Pelatihan ini diikuti oleh lebih dari 100 petani yang berasal dari berbagai kecamatan di Kabupaten Hulu Sungai Selatan. Antusiasme peserta terlihat tinggi, mengingat materi yang diberikan sangat relevan dengan aktivitas pertanian sehari-hari, khususnya dalam penggunaan pestisida yang aman dan tepat.
Kegiatan secara resmi dibuka oleh Bupati Hulu Sungai Selatan, Syafrudin Noor, S.E., S.Sos, yang diwakili oleh Sekretaris Daerah (Sekda) HSS, Drs. H. Muhammad Noor, M.AP. Turut hadir dalam kegiatan tersebut Direktur Eksekutif Alishter Pusat Syafrizal, Kepala Dinas Pertanian, Perikanan, dan Pangan HSS Hj. Lutfiana, S.P., M.P, serta Ketua Alishter Kalimantan Selatan M. Manayur.

Sekretaris dareh Kabupaten HSS, Muhammad Noor menegaskan pentingnya pelatihan ini bagi para petani, terutama dalam meningkatkan kesadaran akan bahaya pestisida jika tidak digunakan dengan benar.

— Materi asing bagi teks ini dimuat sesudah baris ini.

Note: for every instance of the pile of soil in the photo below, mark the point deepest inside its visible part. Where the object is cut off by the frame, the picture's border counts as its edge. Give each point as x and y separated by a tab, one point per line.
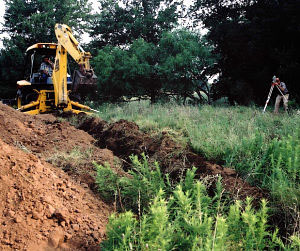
47	136
124	138
43	207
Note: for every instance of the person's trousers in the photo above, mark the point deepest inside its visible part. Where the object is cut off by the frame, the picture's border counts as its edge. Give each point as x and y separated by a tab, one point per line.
285	99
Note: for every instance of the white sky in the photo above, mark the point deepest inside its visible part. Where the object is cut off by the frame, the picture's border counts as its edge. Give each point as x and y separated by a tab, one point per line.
85	38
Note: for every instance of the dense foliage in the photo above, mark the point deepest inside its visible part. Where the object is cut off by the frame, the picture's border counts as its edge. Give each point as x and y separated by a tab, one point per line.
182	218
122	22
179	64
256	40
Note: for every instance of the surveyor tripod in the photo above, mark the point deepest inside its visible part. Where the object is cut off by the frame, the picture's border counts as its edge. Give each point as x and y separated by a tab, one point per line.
270	94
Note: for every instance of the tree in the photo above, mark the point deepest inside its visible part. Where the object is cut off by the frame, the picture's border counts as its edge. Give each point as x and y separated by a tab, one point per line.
255	40
31	21
122	22
177	65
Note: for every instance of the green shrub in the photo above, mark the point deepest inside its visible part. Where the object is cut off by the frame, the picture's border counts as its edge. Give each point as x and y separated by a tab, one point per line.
133	191
188	219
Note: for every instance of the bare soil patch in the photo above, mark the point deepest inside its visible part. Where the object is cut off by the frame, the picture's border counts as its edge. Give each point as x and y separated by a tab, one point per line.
124	138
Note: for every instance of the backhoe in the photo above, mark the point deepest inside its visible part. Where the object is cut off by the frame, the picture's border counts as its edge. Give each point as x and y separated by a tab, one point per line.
58	92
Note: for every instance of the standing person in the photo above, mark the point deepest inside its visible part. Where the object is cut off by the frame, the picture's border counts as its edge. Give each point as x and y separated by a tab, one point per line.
46	69
284	97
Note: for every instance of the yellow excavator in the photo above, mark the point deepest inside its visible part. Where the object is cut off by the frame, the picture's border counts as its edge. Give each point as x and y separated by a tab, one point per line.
57	92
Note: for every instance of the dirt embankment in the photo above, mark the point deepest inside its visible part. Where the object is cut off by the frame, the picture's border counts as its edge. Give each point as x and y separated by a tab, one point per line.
43	208
124	138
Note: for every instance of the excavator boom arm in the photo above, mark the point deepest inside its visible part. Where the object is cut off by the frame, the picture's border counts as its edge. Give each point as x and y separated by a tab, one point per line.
67	44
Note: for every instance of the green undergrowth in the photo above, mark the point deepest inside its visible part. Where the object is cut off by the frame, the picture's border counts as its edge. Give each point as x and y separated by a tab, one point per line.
158	216
262	147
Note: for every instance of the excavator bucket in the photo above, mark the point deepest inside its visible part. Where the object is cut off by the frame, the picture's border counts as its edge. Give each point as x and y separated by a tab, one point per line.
83	84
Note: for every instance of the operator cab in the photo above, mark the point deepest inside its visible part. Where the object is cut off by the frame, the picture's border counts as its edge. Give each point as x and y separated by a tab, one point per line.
34	58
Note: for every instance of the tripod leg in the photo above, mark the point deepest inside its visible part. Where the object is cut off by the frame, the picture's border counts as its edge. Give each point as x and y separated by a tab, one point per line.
269	96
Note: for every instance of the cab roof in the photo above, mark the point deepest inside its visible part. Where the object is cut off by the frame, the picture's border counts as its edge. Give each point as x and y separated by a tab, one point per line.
42	48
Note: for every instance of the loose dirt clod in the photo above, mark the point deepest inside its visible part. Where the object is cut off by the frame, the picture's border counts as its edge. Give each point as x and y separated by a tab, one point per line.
44	208
41	207
124	138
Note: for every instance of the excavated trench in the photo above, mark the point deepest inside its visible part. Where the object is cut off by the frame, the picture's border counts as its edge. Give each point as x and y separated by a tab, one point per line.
43	205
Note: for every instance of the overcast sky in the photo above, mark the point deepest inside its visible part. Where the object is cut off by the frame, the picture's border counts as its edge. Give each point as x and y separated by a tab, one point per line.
85	38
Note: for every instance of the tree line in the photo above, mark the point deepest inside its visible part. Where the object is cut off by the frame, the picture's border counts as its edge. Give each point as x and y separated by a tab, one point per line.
143	48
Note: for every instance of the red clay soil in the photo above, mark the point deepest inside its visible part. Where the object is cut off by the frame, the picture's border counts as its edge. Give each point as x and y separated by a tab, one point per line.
124	138
42	208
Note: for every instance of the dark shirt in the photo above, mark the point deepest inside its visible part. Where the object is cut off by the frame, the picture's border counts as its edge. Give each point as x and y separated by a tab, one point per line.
285	90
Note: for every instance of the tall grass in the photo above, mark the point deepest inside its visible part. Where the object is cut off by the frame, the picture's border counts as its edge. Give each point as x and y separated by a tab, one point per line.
184	217
263	148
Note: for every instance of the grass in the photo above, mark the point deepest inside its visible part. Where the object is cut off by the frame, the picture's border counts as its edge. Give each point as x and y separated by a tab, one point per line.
212	131
183	217
264	148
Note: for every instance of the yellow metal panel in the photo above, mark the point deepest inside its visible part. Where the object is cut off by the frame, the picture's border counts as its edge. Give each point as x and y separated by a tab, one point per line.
23	83
42	45
59	77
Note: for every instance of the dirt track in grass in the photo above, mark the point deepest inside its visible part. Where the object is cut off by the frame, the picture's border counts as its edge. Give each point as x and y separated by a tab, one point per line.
47	197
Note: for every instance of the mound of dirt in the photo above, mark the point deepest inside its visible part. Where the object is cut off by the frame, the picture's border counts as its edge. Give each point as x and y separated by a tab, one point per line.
42	207
124	138
53	140
42	134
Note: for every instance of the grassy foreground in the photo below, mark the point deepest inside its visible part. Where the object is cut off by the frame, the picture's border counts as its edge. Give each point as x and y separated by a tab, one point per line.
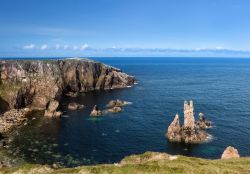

“Pelatihan ini sangat penting karena pestisida merupakan bahan beracun yang berbahaya. Selama ini, kita masih melihat sebagian petani menggunakan pestisida tanpa alat pelindung diri (APD) yang memadai, sehingga berisiko bagi kesehatan dan lingkungan,” ujarnya.
Ia menambahkan, melalui pelatihan ini para petani diberikan edukasi mengenai tata cara penggunaan pestisida yang baik dan benar, mulai dari dosis, teknik aplikasi, hingga pentingnya penggunaan alat pelindung diri.
“Dengan adanya pelatihan ini, para petani diharapkan dapat bekerja lebih aman di lapangan, menjaga kesehatan diri, serta meminimalisir dampak negatif terhadap lingkungan. Kami sangat mengapresiasi Alishter dan pemerintah pusat atas terselenggaranya kegiatan ini,” tambahnya.

Sementara itu, Ketua Alishter Kalimantan Selatan M. Manayur menyampaikan bahwa Kabupaten Hulu Sungai Selatan menjadi salah satu daerah prioritas pelaksanaan program ini, dan kegiatan pelatihan kali ini merupakan yang ketiga kalinya digelar di wilayah tersebut.
Menurutnya, pelatihan ini bertujuan untuk meningkatkan kapasitas petani dalam menggunakan pestisida secara bijak dan bertanggung jawab, sejalan dengan prinsip pertanian berkelanjutan.
“Kami berharap kegiatan ini dapat terus berlanjut dan menjangkau lebih banyak petani, sehingga kesadaran akan penggunaan pestisida yang aman semakin meningkat,” ungkapnya.
Melalui kegiatan ini, diharapkan para petani tidak hanya mampu meningkatkan produktivitas pertanian, tetapi juga menjaga kesehatan serta kelestarian lingkungan di wilayah Hulu Sungai Selatan.